To the north of the Gur Emir tomb is located the Mausoleum Rukhabad ("Abode of the Spirit"), built over the tomb of a medieval scholar and theologian, preacher and mystic Burhaneddin Sagaradzhi, who died in the XIV century.

According to the Arab traveler Ibn Battuta, Sheikh Burhaneddin Sagaradzhi in the 40s of the XIV century was the head of the Muslims in Beijing. When the sheikh died, his son Abu Said moved his father's body to Samarkand, as bequeathed to the deceased, and buried next to the burial of Samarkand Sheikh Nuriddin Basir. Abu Said himself remained in Samarkand and became one of the most prominent and respected Muslim leaders in the court of Amir Temur, at the behest of which was erected a mausoleum over the grave of Sheikh.

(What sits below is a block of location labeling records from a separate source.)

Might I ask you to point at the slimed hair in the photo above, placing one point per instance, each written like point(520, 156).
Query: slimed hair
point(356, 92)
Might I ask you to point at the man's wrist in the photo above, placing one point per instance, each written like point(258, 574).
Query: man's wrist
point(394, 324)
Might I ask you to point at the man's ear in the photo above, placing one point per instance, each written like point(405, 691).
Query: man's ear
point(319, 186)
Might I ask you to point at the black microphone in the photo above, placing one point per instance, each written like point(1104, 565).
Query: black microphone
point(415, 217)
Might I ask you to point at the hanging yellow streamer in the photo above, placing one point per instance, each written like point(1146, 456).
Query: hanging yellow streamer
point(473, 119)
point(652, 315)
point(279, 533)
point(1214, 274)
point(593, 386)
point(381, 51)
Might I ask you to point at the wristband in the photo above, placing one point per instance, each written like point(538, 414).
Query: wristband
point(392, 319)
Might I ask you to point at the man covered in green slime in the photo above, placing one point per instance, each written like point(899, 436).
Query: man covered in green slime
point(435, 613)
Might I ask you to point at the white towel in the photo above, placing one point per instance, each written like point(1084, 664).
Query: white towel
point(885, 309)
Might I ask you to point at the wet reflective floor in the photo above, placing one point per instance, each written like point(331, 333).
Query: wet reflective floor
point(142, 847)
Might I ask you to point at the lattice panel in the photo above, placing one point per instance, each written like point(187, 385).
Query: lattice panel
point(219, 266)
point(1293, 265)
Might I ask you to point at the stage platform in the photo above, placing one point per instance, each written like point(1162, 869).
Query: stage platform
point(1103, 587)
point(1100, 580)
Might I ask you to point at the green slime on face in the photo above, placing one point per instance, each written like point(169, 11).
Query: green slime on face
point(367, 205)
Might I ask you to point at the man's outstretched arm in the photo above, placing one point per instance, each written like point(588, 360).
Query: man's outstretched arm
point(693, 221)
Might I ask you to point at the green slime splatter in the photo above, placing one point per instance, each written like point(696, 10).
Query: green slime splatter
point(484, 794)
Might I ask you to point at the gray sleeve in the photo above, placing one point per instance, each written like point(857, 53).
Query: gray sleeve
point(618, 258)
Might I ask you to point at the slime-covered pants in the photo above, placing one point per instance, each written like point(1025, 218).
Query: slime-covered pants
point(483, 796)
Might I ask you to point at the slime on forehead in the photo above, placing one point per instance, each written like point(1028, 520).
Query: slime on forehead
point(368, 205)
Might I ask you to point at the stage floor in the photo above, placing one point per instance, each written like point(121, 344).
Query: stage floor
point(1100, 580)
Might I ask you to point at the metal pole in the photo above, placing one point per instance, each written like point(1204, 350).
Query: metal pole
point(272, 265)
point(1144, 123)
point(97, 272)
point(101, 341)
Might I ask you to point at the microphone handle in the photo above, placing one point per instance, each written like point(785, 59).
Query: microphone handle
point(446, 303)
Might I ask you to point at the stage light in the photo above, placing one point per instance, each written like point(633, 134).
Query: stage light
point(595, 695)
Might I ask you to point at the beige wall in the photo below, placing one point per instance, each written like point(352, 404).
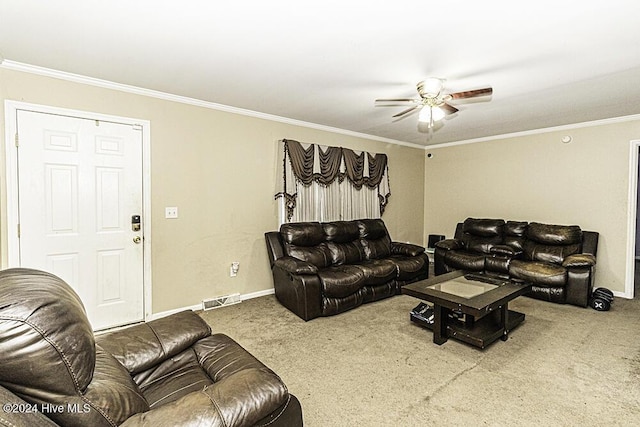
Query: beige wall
point(538, 178)
point(218, 168)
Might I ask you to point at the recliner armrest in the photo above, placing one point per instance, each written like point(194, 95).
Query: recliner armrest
point(407, 249)
point(449, 244)
point(505, 250)
point(579, 260)
point(295, 266)
point(241, 399)
point(145, 345)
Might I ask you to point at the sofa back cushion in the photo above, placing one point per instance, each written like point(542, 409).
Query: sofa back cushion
point(480, 235)
point(374, 238)
point(48, 354)
point(554, 234)
point(343, 242)
point(306, 241)
point(515, 234)
point(552, 243)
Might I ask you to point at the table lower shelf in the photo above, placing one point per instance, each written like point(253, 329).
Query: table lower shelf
point(481, 333)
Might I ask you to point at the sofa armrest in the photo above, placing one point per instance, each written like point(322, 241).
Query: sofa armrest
point(407, 249)
point(241, 399)
point(142, 346)
point(579, 260)
point(505, 250)
point(295, 266)
point(450, 244)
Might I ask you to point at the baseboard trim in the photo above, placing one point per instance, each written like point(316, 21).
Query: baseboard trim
point(198, 307)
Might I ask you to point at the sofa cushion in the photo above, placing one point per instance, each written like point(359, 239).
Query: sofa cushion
point(377, 271)
point(170, 380)
point(341, 281)
point(410, 267)
point(463, 260)
point(302, 233)
point(480, 244)
point(538, 273)
point(514, 234)
point(554, 254)
point(317, 255)
point(345, 253)
point(483, 227)
point(548, 234)
point(372, 229)
point(376, 249)
point(341, 231)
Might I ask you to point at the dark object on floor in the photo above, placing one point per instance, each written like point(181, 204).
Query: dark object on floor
point(601, 299)
point(321, 269)
point(558, 260)
point(168, 372)
point(424, 312)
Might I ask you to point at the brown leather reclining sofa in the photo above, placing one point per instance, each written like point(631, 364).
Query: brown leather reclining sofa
point(321, 269)
point(558, 260)
point(168, 372)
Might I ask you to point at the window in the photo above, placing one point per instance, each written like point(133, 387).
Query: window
point(330, 183)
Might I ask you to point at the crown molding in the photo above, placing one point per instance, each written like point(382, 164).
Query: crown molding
point(601, 122)
point(77, 78)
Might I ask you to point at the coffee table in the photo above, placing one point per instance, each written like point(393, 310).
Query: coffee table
point(470, 307)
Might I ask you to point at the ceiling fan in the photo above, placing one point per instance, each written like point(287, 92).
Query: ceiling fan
point(433, 103)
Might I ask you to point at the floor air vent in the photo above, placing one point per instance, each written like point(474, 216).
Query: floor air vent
point(208, 304)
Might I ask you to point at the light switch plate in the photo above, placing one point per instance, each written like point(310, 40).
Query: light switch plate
point(171, 212)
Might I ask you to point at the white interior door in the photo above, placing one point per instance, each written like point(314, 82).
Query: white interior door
point(79, 185)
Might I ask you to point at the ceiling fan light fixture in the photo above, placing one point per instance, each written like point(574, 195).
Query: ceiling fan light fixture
point(431, 114)
point(431, 87)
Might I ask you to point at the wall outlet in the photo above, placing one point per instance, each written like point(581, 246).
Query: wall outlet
point(233, 271)
point(171, 212)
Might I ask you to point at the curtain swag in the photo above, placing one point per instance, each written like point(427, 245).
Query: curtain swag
point(303, 165)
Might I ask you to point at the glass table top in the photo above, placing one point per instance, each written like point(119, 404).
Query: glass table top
point(465, 287)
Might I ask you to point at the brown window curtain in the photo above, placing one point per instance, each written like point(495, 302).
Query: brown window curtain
point(324, 165)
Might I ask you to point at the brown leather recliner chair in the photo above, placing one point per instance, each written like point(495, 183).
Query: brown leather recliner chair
point(167, 372)
point(557, 260)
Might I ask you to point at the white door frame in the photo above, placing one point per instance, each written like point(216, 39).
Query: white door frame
point(11, 109)
point(634, 149)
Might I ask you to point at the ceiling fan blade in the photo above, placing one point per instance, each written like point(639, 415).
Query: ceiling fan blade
point(449, 109)
point(472, 93)
point(407, 112)
point(394, 102)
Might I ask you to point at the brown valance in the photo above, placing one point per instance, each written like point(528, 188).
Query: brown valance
point(330, 159)
point(308, 163)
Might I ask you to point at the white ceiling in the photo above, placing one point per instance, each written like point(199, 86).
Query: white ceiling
point(550, 63)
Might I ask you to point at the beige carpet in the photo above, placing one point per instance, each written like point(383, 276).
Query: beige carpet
point(371, 366)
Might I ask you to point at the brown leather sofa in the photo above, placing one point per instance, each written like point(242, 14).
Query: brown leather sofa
point(167, 372)
point(321, 269)
point(558, 260)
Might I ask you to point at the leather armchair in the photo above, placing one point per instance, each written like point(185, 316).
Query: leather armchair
point(167, 372)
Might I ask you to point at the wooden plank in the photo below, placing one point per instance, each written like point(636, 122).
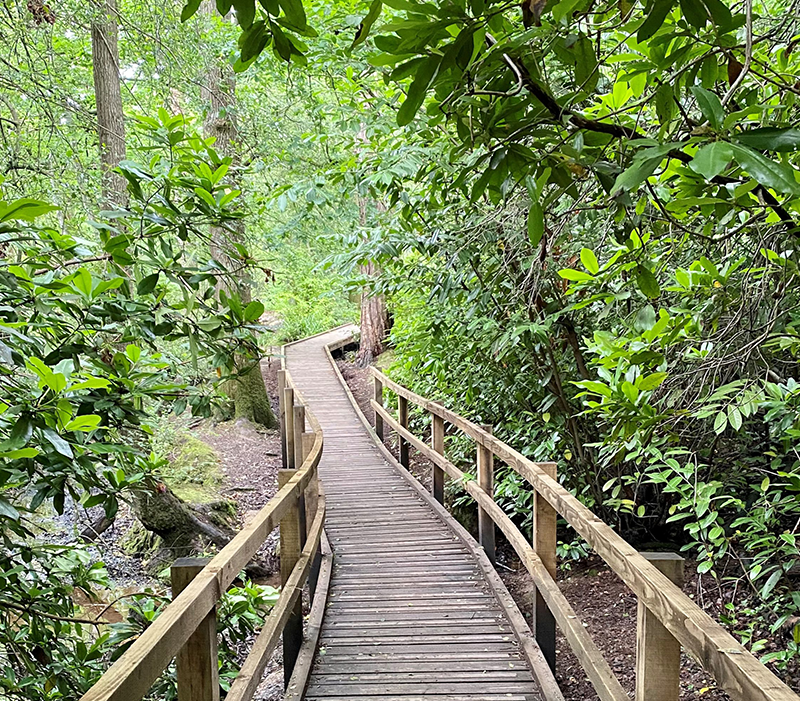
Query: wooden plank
point(437, 444)
point(249, 677)
point(544, 543)
point(588, 654)
point(485, 461)
point(197, 662)
point(658, 654)
point(402, 417)
point(733, 667)
point(292, 538)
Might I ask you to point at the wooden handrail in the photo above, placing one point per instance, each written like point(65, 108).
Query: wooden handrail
point(132, 675)
point(735, 670)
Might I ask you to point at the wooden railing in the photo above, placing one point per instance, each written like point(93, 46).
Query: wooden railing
point(187, 629)
point(667, 618)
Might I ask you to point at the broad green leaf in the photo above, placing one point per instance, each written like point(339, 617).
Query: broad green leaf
point(425, 75)
point(535, 223)
point(710, 105)
point(712, 159)
point(366, 24)
point(253, 311)
point(647, 281)
point(58, 443)
point(589, 260)
point(147, 284)
point(770, 139)
point(575, 275)
point(189, 9)
point(656, 13)
point(769, 173)
point(24, 209)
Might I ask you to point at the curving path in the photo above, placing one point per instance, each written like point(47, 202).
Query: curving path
point(411, 612)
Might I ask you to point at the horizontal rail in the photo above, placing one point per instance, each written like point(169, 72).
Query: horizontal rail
point(591, 659)
point(132, 675)
point(249, 677)
point(736, 671)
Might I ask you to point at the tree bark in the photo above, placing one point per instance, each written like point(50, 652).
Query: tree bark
point(108, 99)
point(247, 390)
point(374, 317)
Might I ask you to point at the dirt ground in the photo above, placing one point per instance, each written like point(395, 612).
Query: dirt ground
point(600, 599)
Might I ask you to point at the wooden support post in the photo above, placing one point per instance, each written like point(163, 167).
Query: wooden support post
point(291, 548)
point(299, 425)
point(282, 415)
point(288, 403)
point(197, 661)
point(658, 654)
point(486, 483)
point(402, 417)
point(544, 543)
point(437, 443)
point(377, 387)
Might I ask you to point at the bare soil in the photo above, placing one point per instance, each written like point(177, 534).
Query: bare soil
point(600, 599)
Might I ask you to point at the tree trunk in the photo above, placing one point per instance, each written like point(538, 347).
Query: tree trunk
point(373, 322)
point(374, 318)
point(248, 391)
point(108, 99)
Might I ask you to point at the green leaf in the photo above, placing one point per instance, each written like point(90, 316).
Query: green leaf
point(657, 12)
point(535, 223)
point(586, 72)
point(589, 260)
point(189, 9)
point(245, 12)
point(295, 12)
point(710, 106)
point(253, 311)
point(770, 139)
point(425, 75)
point(366, 24)
point(769, 173)
point(147, 284)
point(712, 159)
point(576, 275)
point(647, 282)
point(58, 443)
point(24, 209)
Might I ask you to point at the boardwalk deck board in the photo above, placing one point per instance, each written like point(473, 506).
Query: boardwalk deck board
point(411, 615)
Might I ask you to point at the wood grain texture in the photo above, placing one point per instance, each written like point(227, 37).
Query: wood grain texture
point(734, 668)
point(394, 559)
point(658, 654)
point(197, 663)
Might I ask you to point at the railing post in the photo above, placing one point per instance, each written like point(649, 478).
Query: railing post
point(486, 483)
point(299, 424)
point(197, 661)
point(437, 443)
point(658, 654)
point(288, 415)
point(402, 418)
point(544, 543)
point(290, 553)
point(377, 391)
point(282, 414)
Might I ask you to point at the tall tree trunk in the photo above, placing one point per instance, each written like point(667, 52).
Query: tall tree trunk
point(248, 391)
point(108, 99)
point(374, 317)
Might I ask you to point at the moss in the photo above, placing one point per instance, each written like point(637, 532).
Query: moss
point(140, 542)
point(194, 470)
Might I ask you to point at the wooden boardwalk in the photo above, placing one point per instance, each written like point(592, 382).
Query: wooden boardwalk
point(411, 613)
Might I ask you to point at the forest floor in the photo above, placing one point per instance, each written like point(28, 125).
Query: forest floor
point(600, 599)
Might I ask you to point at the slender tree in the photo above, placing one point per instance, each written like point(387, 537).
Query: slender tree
point(108, 99)
point(247, 390)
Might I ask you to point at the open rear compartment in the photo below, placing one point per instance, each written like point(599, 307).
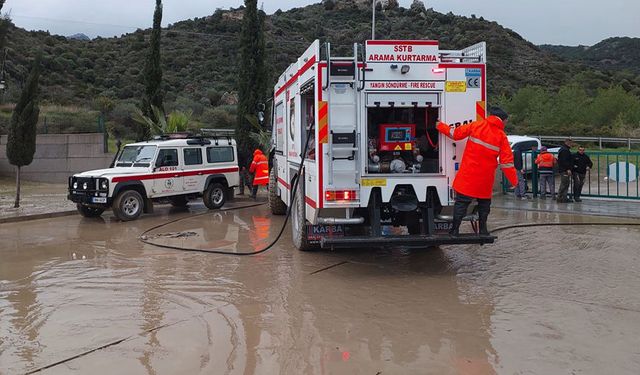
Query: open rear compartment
point(402, 140)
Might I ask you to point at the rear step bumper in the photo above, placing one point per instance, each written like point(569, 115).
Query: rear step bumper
point(408, 240)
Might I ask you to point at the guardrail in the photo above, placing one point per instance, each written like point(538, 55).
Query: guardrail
point(614, 175)
point(628, 142)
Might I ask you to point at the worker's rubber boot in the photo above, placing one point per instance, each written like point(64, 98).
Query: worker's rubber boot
point(483, 216)
point(459, 210)
point(484, 231)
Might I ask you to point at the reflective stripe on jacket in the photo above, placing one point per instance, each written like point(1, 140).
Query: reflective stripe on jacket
point(260, 167)
point(486, 143)
point(545, 162)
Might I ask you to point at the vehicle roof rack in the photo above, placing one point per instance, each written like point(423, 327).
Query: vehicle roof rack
point(216, 134)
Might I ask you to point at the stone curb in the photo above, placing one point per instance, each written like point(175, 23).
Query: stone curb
point(50, 215)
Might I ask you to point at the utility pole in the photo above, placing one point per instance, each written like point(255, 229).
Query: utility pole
point(373, 21)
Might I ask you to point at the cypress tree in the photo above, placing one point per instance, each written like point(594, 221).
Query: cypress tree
point(153, 96)
point(21, 144)
point(252, 74)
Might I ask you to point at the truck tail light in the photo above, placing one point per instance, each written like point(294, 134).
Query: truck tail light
point(341, 195)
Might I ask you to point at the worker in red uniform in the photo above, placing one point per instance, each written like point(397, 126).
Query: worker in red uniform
point(260, 168)
point(485, 144)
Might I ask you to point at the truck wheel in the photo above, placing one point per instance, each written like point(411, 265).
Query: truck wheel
point(179, 201)
point(276, 204)
point(214, 196)
point(413, 228)
point(88, 211)
point(299, 223)
point(128, 205)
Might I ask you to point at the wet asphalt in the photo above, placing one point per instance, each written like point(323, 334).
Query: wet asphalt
point(85, 296)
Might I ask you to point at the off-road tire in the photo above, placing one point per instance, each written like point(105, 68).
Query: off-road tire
point(215, 196)
point(179, 201)
point(276, 204)
point(88, 211)
point(299, 223)
point(128, 205)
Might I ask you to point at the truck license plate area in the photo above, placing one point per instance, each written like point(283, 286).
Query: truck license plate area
point(443, 226)
point(316, 232)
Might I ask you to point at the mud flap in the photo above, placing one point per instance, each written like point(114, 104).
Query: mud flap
point(408, 240)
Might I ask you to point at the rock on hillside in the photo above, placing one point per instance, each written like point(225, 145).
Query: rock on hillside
point(610, 54)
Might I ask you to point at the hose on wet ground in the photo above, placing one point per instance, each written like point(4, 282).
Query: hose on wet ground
point(294, 188)
point(569, 224)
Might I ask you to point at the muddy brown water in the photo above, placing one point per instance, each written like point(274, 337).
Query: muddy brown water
point(549, 300)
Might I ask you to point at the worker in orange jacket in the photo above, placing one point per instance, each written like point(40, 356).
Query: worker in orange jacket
point(545, 162)
point(485, 144)
point(260, 168)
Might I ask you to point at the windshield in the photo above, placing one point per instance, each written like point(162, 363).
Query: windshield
point(136, 156)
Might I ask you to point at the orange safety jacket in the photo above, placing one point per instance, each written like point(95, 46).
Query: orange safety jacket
point(260, 166)
point(486, 143)
point(545, 162)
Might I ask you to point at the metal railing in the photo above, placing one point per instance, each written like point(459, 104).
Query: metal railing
point(628, 142)
point(613, 175)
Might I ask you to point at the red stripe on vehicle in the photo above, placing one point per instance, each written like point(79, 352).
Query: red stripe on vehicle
point(157, 176)
point(320, 66)
point(283, 182)
point(295, 77)
point(320, 175)
point(310, 202)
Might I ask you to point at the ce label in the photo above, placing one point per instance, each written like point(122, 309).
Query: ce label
point(473, 82)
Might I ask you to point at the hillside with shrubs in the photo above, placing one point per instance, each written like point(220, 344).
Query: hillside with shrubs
point(84, 80)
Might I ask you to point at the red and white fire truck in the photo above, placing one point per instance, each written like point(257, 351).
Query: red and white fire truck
point(375, 171)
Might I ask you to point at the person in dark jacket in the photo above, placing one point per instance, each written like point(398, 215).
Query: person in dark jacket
point(581, 164)
point(565, 168)
point(520, 190)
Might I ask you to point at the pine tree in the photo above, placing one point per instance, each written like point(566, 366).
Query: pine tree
point(21, 144)
point(5, 22)
point(252, 75)
point(153, 96)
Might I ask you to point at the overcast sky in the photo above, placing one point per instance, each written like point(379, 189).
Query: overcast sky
point(569, 22)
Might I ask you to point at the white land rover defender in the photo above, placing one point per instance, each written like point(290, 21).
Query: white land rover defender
point(164, 169)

The building was constructed on one of the alleys, which in the XIV century led to a located just south of the mausoleum Gur Emir, and was paved with light-colored stone.
Inside the tomb there are graves of the sheikh Burhaneddin and his wife ("Chinese princess"), his children and other members of Sagaradzhi family.
Legend says that the owner was Burhaneddin Sagaradzhi casket with a few hairs of the Prophet Muhammad, who were immured in the base of the dome of the Mausoleum.
Amir Temur never drove past the mausoleum on a horse. Out of respect for the Holy, he was dismounting, and this stretch of road on foot.
Earlier, at the base of the Mausoleum located the pool ("Hauz"). Reflections of the Mausoleum in the pool further emphasized the height of the building.
In the 1880-1882 beside the mausoleum appeared same name mosque, which until 1941 remained valid. Her work was resumed in 1991.